A trama escrita e dirigida por Petrus Cariry, seu primeiro trabalho após a conclusão da Trilogia da Morte (O Grão, 2007 – Mãe e Filha, 2011 – Clarisse ou Alguma Coisa Sobre Nós Dois, 2015), é baseada no conto homônimo de Carlos Emílio Corrêa Lima. E se deixa de lado o elemento da premente finitude do ser humano, ao menos assim faz não se dissociando por completo da filmografia do seu realizador. Seguimos diante de ambientes claustrofóbicos em céu aberto, substituindo áridas regiões do interior pela beira da Praia das Fontes, no Ceará, onde as filmagens ocorreram. Ali moram a mulher e seus filhos, isolados de tudo e todos, tendo como companhias apenas o pai (“que já não fala mais”), o cego (“que conhece bem o presente que ainda não aconteceu”) e a recém-chegada (“que conta histórias de sedução, mas tudo que quer é sobreviver”).

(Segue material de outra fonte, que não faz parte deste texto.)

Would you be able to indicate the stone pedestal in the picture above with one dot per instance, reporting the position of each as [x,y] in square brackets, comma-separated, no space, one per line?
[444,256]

Raras foram as vezes em que presenciamos em nosso cinema o uso tão assumido de referências clássicas, porém sem se tornar submisso a elas. O que o diretor faz é jogar com estas noções a favor da narrativa, e não emprisionando-a em limites pré-estabelecidos. Da caverna de Platão ao conto de Sherazade, Cariry é hábil em partir de contextos conhecidos para criar algo novo, sem abrir mão, no entanto, de um ambiente pelo qual se sinta familiarizado. A chegada dessa estranha, que veio do mar sem dizer como e nem para onde, mexe com A como nada antes. Seu universo se expande a partir desse contato. E se alguém pode vir até eles, quem negaria que o mesmo também não poderia ocorrer no sentido inverso? Para tanto, tudo o que precisa é saber como fazer isso. Por isso, o barco. Restaurado, lhe levará até onde apenas sonhou, num misto de fantasia e devaneio, agora mais possível do que nunca.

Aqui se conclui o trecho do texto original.